Genève

Affaire Sperisen: «On s’enferme entre l’arbitraire et l’impunité»

02.09.2024 19h39 Rédaction

Ce procès met en lumière la complexité pour Genève de juger des faits qui se sont déroulés à 9'000 kilomètres. La justice genevoise est-elle condamnée au discrédit? L’avocat en droit international Me Philippe Currat, nous livre son analyse.

Le 4e procès d’Erwin Sperisen s’est ouvert ce lundi 2 septembre à Genève. Pour Me Philippe Crrat, avocat spécialisé en droit international, «ce type d’affaire a le mérite de tester les limites de tout le système judiciaire». Il pointe le rôle des ONG, dédiées à la dénonciation de ces cas, la difficulté pour mener une enquête à l’étranger ou encore des problématiques de droit de fond. Un cas comme celui-ci appelle selon lui une formation et des moyens. «Vous ne pouvez pas appliquer les mêmes règles pour le petit deal de rue parce que l’on n’est pas du tout sur les mêmes enjeux. Il y a une différence de nature et pas seulement une différence de volume», explique-t-il.

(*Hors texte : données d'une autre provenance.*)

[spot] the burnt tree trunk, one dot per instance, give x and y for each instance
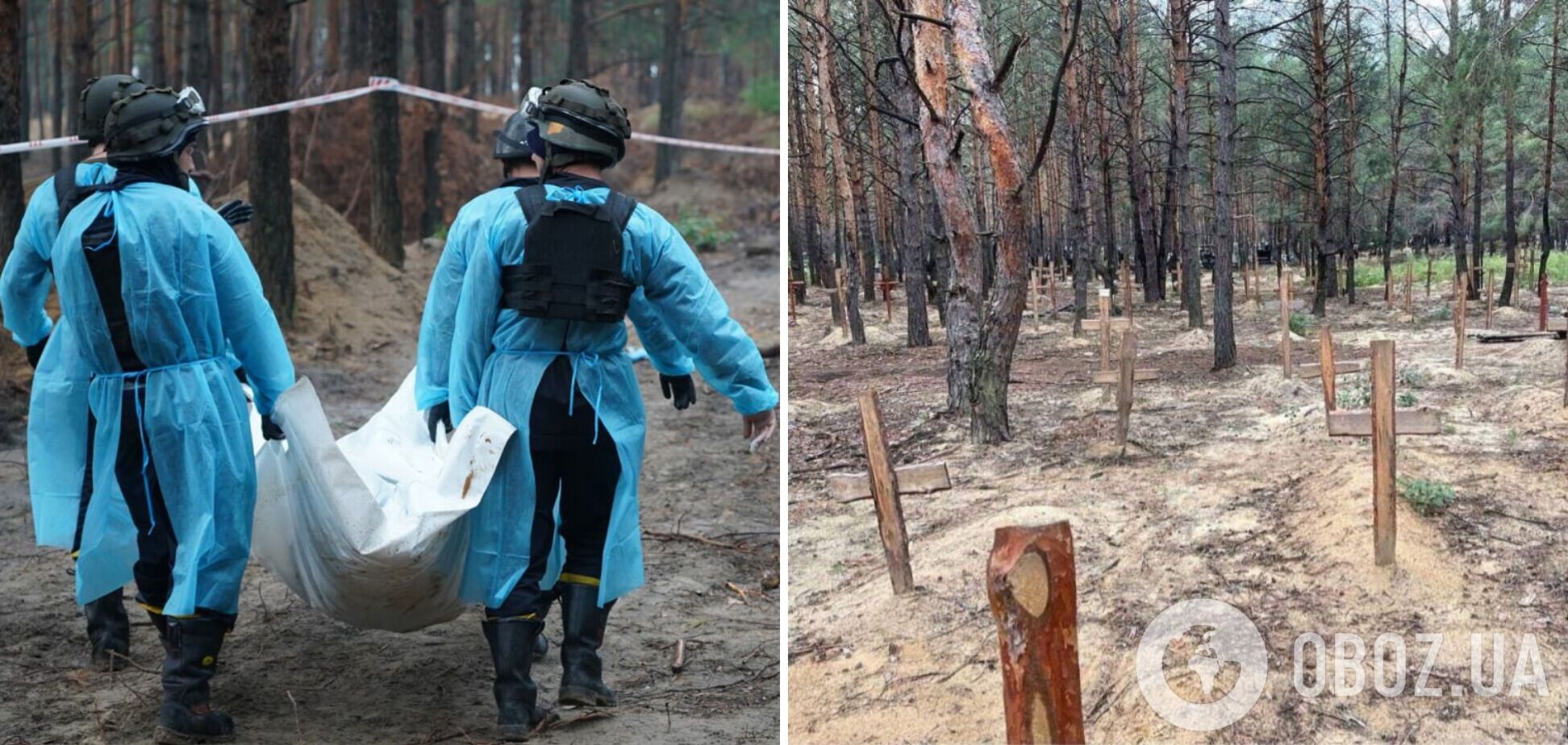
(272, 190)
(386, 151)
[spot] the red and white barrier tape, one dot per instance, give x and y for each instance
(392, 85)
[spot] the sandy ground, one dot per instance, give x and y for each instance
(290, 675)
(1232, 491)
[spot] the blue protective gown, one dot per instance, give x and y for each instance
(58, 416)
(499, 358)
(477, 227)
(190, 293)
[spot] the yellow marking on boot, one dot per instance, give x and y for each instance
(526, 617)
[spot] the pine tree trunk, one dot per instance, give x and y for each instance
(272, 190)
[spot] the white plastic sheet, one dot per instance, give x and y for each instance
(363, 529)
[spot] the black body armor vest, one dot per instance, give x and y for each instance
(571, 264)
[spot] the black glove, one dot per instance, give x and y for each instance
(270, 429)
(438, 413)
(36, 352)
(237, 212)
(679, 388)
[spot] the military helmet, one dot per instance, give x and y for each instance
(576, 114)
(511, 139)
(98, 98)
(152, 123)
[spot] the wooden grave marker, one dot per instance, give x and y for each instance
(885, 493)
(1462, 302)
(1383, 424)
(1285, 323)
(1031, 582)
(840, 287)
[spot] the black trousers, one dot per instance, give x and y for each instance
(582, 472)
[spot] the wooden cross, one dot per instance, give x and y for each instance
(1103, 325)
(883, 484)
(1124, 378)
(886, 286)
(840, 287)
(1126, 290)
(1327, 368)
(1462, 298)
(1031, 581)
(1285, 323)
(1383, 424)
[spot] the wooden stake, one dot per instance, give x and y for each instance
(1104, 330)
(1325, 364)
(1383, 451)
(1051, 272)
(1285, 323)
(1491, 278)
(1031, 581)
(1126, 290)
(885, 493)
(840, 287)
(1129, 358)
(1462, 292)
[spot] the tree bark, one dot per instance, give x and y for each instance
(272, 190)
(672, 86)
(386, 152)
(1225, 164)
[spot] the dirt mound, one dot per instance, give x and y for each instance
(353, 306)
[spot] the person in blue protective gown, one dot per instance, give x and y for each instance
(157, 287)
(60, 433)
(540, 339)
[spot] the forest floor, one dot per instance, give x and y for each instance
(1232, 491)
(290, 675)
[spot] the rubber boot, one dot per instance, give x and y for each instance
(109, 631)
(187, 716)
(582, 628)
(518, 708)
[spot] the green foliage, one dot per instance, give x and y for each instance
(1353, 397)
(762, 94)
(701, 229)
(1300, 323)
(1413, 378)
(1424, 496)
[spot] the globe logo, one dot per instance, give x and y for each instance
(1216, 643)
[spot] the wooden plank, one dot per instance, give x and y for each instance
(920, 477)
(1129, 360)
(1341, 368)
(1327, 368)
(1031, 581)
(1358, 424)
(1104, 328)
(1107, 377)
(1383, 430)
(1116, 323)
(885, 493)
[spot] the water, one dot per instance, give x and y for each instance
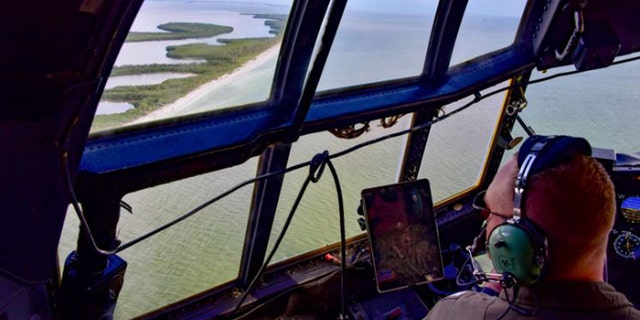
(203, 251)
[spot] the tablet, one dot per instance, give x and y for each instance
(403, 234)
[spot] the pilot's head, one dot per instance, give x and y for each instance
(574, 205)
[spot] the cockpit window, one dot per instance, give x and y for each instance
(188, 257)
(487, 25)
(378, 41)
(184, 57)
(316, 221)
(458, 147)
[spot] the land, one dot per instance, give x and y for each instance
(179, 31)
(220, 60)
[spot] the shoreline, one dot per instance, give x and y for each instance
(184, 102)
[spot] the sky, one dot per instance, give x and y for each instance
(511, 8)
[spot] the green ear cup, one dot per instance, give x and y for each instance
(512, 250)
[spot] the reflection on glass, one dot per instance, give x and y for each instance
(184, 57)
(188, 258)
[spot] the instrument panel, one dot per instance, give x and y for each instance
(623, 253)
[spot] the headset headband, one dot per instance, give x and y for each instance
(540, 153)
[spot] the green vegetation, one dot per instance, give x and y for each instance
(220, 60)
(179, 31)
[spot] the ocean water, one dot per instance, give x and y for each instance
(204, 250)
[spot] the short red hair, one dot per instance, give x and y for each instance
(574, 204)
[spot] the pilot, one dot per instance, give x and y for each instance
(570, 201)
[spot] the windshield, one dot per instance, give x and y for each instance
(167, 78)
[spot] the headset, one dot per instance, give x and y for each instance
(518, 248)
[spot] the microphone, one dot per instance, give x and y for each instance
(506, 279)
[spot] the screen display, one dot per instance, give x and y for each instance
(403, 234)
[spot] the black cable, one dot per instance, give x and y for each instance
(568, 73)
(316, 168)
(343, 240)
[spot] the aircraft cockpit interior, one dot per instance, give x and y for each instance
(295, 159)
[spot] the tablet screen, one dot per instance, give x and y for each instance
(403, 234)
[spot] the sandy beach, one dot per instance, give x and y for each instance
(183, 103)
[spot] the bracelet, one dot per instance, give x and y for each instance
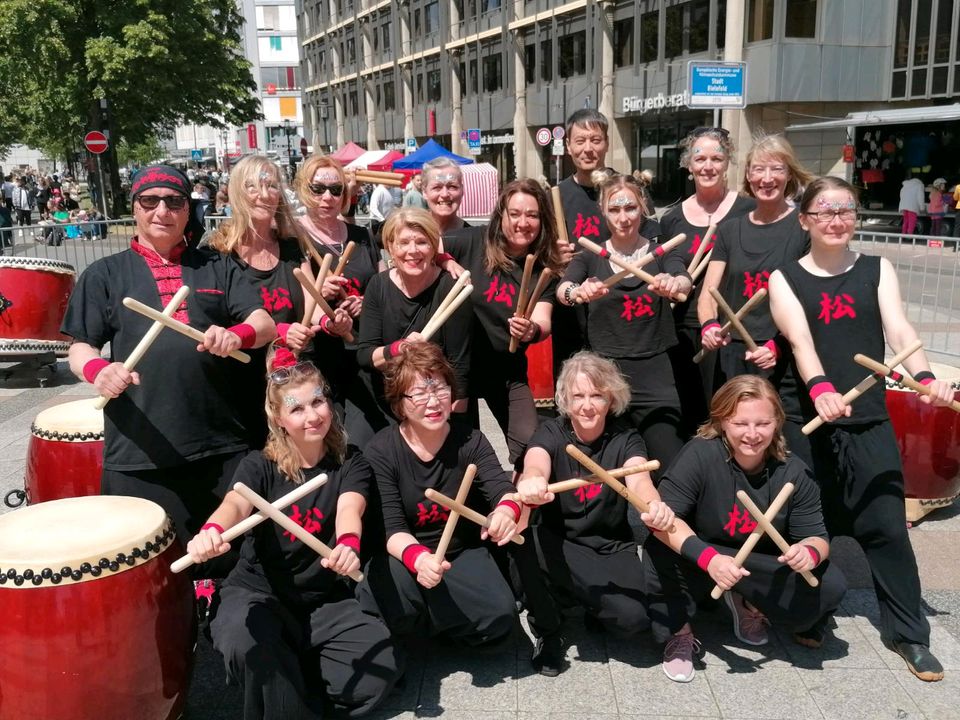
(410, 554)
(351, 540)
(92, 368)
(246, 333)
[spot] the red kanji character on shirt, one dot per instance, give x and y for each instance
(276, 300)
(636, 308)
(839, 307)
(432, 516)
(309, 521)
(500, 292)
(588, 492)
(586, 226)
(752, 283)
(739, 522)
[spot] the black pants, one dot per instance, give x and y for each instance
(860, 475)
(473, 603)
(291, 663)
(556, 572)
(189, 494)
(675, 585)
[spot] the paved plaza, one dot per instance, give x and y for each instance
(851, 677)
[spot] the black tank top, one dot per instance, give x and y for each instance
(843, 314)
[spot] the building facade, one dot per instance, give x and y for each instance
(388, 73)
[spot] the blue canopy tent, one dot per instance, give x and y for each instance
(430, 151)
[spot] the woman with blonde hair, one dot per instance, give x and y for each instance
(585, 548)
(748, 249)
(740, 447)
(288, 626)
(263, 239)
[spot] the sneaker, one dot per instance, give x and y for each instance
(678, 657)
(919, 659)
(749, 624)
(549, 655)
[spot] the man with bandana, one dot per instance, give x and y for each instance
(171, 428)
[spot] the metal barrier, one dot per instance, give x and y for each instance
(929, 274)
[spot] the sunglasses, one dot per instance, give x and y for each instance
(319, 189)
(173, 202)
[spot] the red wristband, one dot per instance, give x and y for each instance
(706, 556)
(351, 540)
(410, 554)
(92, 368)
(512, 506)
(246, 333)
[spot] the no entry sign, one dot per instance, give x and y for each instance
(95, 141)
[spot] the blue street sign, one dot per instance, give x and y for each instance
(717, 84)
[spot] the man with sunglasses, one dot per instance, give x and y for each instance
(171, 428)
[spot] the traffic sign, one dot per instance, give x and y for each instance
(96, 142)
(717, 84)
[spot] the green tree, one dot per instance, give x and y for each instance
(157, 63)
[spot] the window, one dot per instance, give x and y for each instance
(573, 54)
(649, 26)
(759, 20)
(623, 43)
(492, 72)
(801, 19)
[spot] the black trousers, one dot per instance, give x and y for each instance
(292, 663)
(473, 603)
(189, 493)
(860, 475)
(675, 585)
(556, 572)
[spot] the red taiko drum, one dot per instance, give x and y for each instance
(95, 625)
(65, 454)
(33, 300)
(540, 373)
(929, 442)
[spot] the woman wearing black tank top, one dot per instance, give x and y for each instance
(830, 304)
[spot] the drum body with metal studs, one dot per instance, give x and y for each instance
(95, 625)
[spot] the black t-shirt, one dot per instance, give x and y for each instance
(701, 487)
(675, 222)
(630, 320)
(494, 301)
(272, 560)
(843, 313)
(186, 406)
(595, 515)
(752, 252)
(402, 479)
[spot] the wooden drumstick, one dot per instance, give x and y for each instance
(147, 340)
(904, 380)
(623, 264)
(289, 525)
(180, 327)
(574, 483)
(440, 317)
(607, 479)
(522, 295)
(252, 521)
(734, 320)
(868, 382)
(464, 512)
(452, 518)
(757, 298)
(318, 298)
(701, 249)
(772, 532)
(751, 542)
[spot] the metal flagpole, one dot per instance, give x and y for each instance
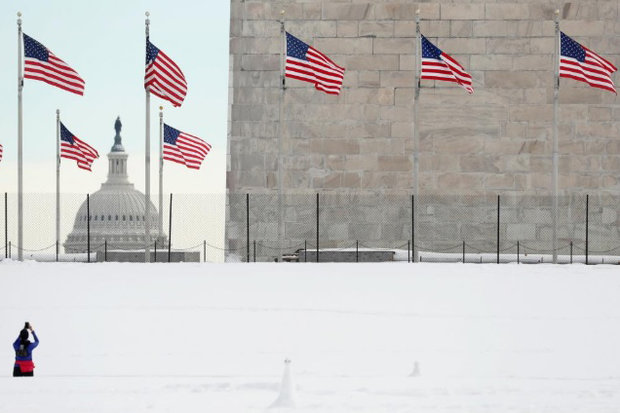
(147, 166)
(416, 134)
(280, 120)
(57, 181)
(554, 179)
(20, 169)
(161, 172)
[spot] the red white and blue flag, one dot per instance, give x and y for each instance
(582, 64)
(41, 64)
(73, 148)
(437, 65)
(303, 62)
(183, 148)
(163, 77)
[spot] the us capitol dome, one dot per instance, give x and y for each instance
(116, 210)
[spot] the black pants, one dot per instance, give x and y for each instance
(17, 372)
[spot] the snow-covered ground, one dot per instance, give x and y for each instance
(214, 337)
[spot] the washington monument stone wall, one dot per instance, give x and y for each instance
(496, 141)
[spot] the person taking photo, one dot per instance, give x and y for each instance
(23, 352)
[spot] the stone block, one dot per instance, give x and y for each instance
(355, 46)
(406, 62)
(391, 79)
(402, 130)
(307, 30)
(531, 112)
(347, 11)
(456, 46)
(369, 78)
(372, 62)
(405, 11)
(533, 62)
(387, 163)
(393, 46)
(376, 28)
(260, 62)
(490, 62)
(461, 182)
(462, 11)
(461, 28)
(477, 163)
(506, 11)
(599, 114)
(382, 96)
(495, 28)
(347, 29)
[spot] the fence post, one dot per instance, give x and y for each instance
(587, 224)
(6, 226)
(88, 226)
(317, 227)
(498, 229)
(408, 251)
(414, 257)
(170, 229)
(247, 227)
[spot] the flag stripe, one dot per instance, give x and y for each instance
(580, 63)
(437, 65)
(76, 149)
(183, 148)
(41, 64)
(163, 77)
(305, 63)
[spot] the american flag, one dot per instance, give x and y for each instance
(437, 65)
(73, 148)
(41, 64)
(183, 148)
(163, 77)
(305, 63)
(582, 64)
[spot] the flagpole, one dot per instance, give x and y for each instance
(147, 165)
(416, 134)
(161, 172)
(280, 120)
(554, 179)
(20, 170)
(57, 181)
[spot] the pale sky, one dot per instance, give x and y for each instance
(105, 43)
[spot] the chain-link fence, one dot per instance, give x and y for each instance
(349, 227)
(344, 227)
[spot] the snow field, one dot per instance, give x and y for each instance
(200, 337)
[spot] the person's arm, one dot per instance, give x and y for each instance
(36, 339)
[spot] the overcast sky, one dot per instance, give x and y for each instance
(105, 43)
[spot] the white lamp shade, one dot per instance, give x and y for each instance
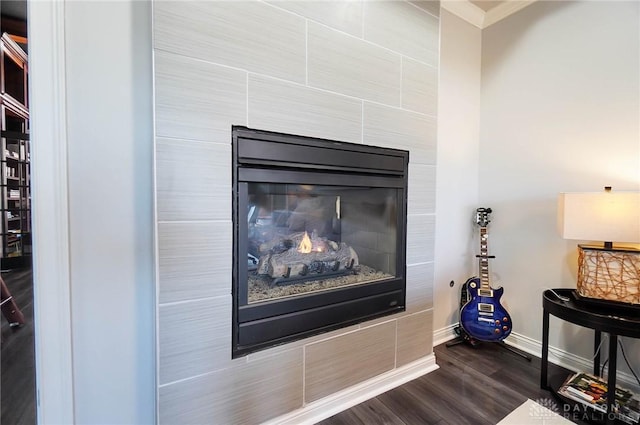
(600, 216)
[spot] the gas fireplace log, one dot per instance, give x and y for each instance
(291, 263)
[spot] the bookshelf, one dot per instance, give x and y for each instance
(15, 158)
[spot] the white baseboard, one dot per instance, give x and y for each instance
(557, 356)
(335, 403)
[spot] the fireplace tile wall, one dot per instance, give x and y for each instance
(363, 72)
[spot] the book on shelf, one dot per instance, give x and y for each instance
(592, 391)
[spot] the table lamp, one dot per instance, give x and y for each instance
(606, 274)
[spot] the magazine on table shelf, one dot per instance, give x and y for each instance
(591, 391)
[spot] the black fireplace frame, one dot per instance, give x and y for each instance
(265, 156)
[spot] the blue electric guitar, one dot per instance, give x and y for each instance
(483, 317)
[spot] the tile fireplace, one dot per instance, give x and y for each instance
(319, 236)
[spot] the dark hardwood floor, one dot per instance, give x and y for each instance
(17, 372)
(474, 385)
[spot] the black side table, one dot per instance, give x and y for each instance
(600, 320)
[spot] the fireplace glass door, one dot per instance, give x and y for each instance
(304, 238)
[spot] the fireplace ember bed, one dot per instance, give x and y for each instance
(319, 237)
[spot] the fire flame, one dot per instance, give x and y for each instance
(305, 244)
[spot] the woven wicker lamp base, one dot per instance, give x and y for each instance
(609, 274)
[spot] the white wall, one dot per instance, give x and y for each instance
(110, 147)
(560, 112)
(356, 71)
(457, 180)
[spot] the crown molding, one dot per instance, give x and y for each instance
(475, 16)
(503, 10)
(465, 10)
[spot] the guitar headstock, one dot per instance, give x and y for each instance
(482, 217)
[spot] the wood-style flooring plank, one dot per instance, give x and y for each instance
(17, 356)
(474, 386)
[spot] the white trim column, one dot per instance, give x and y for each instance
(50, 213)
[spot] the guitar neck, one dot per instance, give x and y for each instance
(484, 259)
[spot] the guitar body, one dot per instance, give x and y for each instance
(483, 317)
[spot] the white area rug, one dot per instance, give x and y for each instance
(532, 413)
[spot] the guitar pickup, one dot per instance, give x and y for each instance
(487, 308)
(485, 292)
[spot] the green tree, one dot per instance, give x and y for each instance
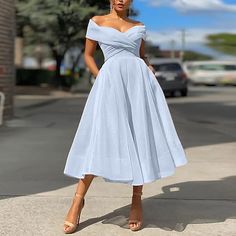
(60, 24)
(223, 42)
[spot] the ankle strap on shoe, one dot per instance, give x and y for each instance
(78, 195)
(137, 193)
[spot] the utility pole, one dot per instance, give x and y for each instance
(172, 46)
(183, 36)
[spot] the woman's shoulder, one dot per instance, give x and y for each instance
(100, 19)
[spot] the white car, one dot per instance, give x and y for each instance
(211, 72)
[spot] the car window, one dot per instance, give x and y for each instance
(212, 67)
(167, 67)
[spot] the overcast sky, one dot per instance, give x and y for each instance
(165, 19)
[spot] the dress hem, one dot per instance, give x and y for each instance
(126, 181)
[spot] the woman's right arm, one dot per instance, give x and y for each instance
(90, 47)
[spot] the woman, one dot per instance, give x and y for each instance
(126, 133)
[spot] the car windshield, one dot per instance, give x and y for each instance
(167, 67)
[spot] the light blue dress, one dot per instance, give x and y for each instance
(126, 133)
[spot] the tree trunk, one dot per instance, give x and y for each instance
(58, 77)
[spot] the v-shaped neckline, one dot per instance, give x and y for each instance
(112, 28)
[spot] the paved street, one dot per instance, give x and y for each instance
(200, 199)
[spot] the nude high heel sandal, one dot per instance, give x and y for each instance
(137, 222)
(73, 226)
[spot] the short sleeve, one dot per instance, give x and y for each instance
(92, 31)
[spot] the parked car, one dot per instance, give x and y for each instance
(170, 75)
(211, 72)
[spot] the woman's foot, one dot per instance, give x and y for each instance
(135, 219)
(73, 215)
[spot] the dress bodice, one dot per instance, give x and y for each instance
(114, 42)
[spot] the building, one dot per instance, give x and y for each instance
(7, 68)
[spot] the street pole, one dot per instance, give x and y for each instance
(183, 35)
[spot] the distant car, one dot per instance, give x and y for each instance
(211, 72)
(170, 75)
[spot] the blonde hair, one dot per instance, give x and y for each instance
(129, 10)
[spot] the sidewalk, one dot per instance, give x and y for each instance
(200, 199)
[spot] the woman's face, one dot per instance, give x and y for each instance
(121, 5)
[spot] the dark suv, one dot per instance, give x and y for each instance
(170, 75)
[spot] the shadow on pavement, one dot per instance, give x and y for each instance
(214, 201)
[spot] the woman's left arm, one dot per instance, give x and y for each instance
(144, 57)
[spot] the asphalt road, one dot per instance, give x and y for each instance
(200, 199)
(35, 143)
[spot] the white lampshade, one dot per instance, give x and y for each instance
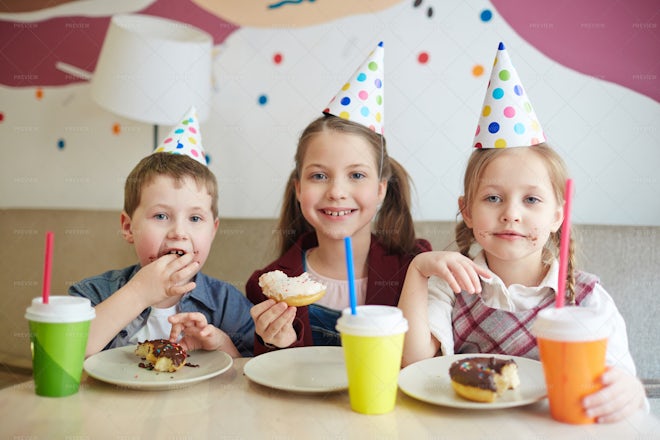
(152, 69)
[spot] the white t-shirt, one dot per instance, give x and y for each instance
(157, 326)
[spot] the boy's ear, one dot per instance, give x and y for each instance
(126, 231)
(465, 211)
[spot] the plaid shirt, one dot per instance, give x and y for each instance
(482, 329)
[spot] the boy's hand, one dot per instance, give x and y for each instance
(622, 395)
(460, 272)
(273, 321)
(168, 276)
(198, 334)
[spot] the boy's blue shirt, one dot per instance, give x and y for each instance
(223, 305)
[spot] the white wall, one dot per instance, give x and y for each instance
(608, 134)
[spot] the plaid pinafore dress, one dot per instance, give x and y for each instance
(482, 329)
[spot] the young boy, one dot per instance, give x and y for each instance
(170, 216)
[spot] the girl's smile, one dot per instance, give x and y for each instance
(339, 189)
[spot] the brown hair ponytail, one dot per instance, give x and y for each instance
(395, 228)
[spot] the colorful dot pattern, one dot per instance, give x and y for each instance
(185, 139)
(507, 116)
(361, 99)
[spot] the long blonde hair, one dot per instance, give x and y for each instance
(558, 172)
(394, 225)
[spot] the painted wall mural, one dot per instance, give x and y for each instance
(591, 68)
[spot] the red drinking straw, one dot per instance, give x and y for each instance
(563, 244)
(48, 265)
(351, 274)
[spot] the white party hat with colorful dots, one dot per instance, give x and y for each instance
(185, 138)
(361, 98)
(507, 117)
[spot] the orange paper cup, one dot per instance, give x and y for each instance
(572, 346)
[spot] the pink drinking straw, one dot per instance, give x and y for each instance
(48, 265)
(351, 275)
(563, 244)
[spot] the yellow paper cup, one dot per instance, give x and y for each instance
(572, 346)
(373, 344)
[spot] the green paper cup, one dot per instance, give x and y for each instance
(58, 335)
(373, 345)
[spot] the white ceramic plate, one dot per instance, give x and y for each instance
(428, 381)
(120, 366)
(300, 369)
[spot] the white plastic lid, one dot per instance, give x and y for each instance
(572, 324)
(60, 309)
(372, 321)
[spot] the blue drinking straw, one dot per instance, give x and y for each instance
(351, 274)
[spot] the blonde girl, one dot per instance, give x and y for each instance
(484, 300)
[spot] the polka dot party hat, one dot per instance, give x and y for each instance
(185, 138)
(507, 117)
(361, 98)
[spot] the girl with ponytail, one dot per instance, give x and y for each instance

Le dossier compte de nombreuses bizarreries, comme la condamnation d’Erwin Sperisen pour complicité avec une personne innocentée. «C’est le propre de ce type d’accusation, vous n’êtes jamais seul à commettre ce type d’infraction. Contrairement à des enquêtes pénales ordinaires où l’on part des faits pour déterminer qui est responsable, on part ici du dossier que l’on a sous la main et on essaye de rattacher à cette personne tout ce que l’on peut. Ça amène des difficultés colossales au niveau de la procédure.»

Témoins fantômes: «C’est quelque chose que l’on a déjà rencontré» 

Il y a également cette témoin fantôme. Une mère d’un détenu qui avait péri lors de l’opération de Pavon et disait à notre confrère Arnaud Bédat qu’elle ne savait pas pourquoi elle s’était retrouvée du côté de l’accusation dans la procédure, sans connaître non plus son avocate. Elle dit, à l’inverse, qu’on lui a présenté un papier à signer en échange d’un dédommagement. «C’est quelque chose que l’on a déjà rencontré dans les procès devant la Cour pénale internationale, glisse Me Philippe Curat. Quand vous êtes nommé pour représenter 1'500 victimes, vous n’avez pas le temps de les rencontrer individuellement et on se retrouver parfois avec ce genre de situation.»

L’avocat appelle à interroger le rôle des ONG, car le travail d’enquête peut être compliqué par les autorités des pays où les faits ont été commis. Bien que ces ONG font un travail «remarquable et nécessaire» selon lui, elles restent des entités privées qui «n’offrent pas de preuves exploitables sans vérification». Pour l’avocat, «on s’enferme entre l’arbitraire et l’impunité. Il faut, lorsque l’on n’a pas les preuves suffisantes pour fonder une intime conviction au-delà de tout doute raisonnable que la personne est coupable, avoir le courage d’acquitter.»